FOR IMMEDIATE RELEASE
THURSDAY, MAY 29, 2008
||Brian Long, director
NCDA&CS Public Affairs
(919) 733-4216, ext. 242
|Cecil Settle, executive director
N.C. Foundation for Soil & Water Conservation
No-till grass drills begin arriving to help renovate pastures
Farmers will be able to rent them in 25 local soil and water districts
RALEIGH – Agriculture Commissioner Steve Troxler today announced the arrival of the first load of equipment that farmers in 25 soil and water conservation districts can rent to renovate drought-damaged pastures.
The N.C. Foundation for Soil and Water Conservation purchased 25 Truax Flex II-88 no-till grass drills for use in the districts. The drills will enable farmers to re-seed existing pastures without plowing.
“The 25 districts selected by the foundation to receive these drills contain more than 15,600 farms and 809,000 acres of pasture land,” Troxler said. “A lot of that land needs to be renovated before it can be truly productive again. Having these drills available should help speed up the process.”
Five drills arrived this week at the N.C. Department of Agriculture and Consumer Services’ Mountain Research Station in Waynesville for distribution to soil and water districts in Buncombe, Caldwell, Lincoln, Madison and Rutherford counties. Each district will get a drill.
Twenty additional drills will arrive at delivery sites across the state over the next month. These drills will go to the following districts: Alleghany, Anson, Ashe, Chatham, Davidson, Davie, Granville, Guilford, Halifax, Orange, Person, Rockingham, Rowan, Stanly, Stokes, Surry, Union, Watauga, Wilkes and Yadkin.
The foundation selected districts based on need and pasture acreage, said Cecil Settle, the group’s executive director.

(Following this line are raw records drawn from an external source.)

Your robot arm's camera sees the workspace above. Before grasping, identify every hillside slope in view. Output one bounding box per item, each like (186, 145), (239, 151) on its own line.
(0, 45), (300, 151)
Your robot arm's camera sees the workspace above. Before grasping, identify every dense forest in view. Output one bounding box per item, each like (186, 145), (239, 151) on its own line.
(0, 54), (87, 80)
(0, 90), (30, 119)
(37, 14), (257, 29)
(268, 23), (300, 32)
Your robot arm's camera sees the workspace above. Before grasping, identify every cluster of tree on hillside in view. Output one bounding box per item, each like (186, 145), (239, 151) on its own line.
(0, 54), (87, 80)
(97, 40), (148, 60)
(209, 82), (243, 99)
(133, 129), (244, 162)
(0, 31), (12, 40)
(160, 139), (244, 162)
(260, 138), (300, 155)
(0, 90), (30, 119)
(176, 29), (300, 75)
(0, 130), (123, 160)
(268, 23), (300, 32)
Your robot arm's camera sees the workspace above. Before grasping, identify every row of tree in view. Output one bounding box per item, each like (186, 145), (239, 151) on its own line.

Farmers in the selected districts should contact their district office about renting a drill. Districts will set the rental fees, but the foundation has recommended a range of $8 to $10 per acre, Settle said.
“They’re really good for small operators who might lack the resources to buy one themselves for a small number of acres,” he said, adding that the drills can be used with a 40-horsepower tractor.
The foundation purchased the drills using an allocation of $370,800 approved earlier this month by the Council of State. The council is composed of the governor, Commissioner Troxler and eight other elected state leaders.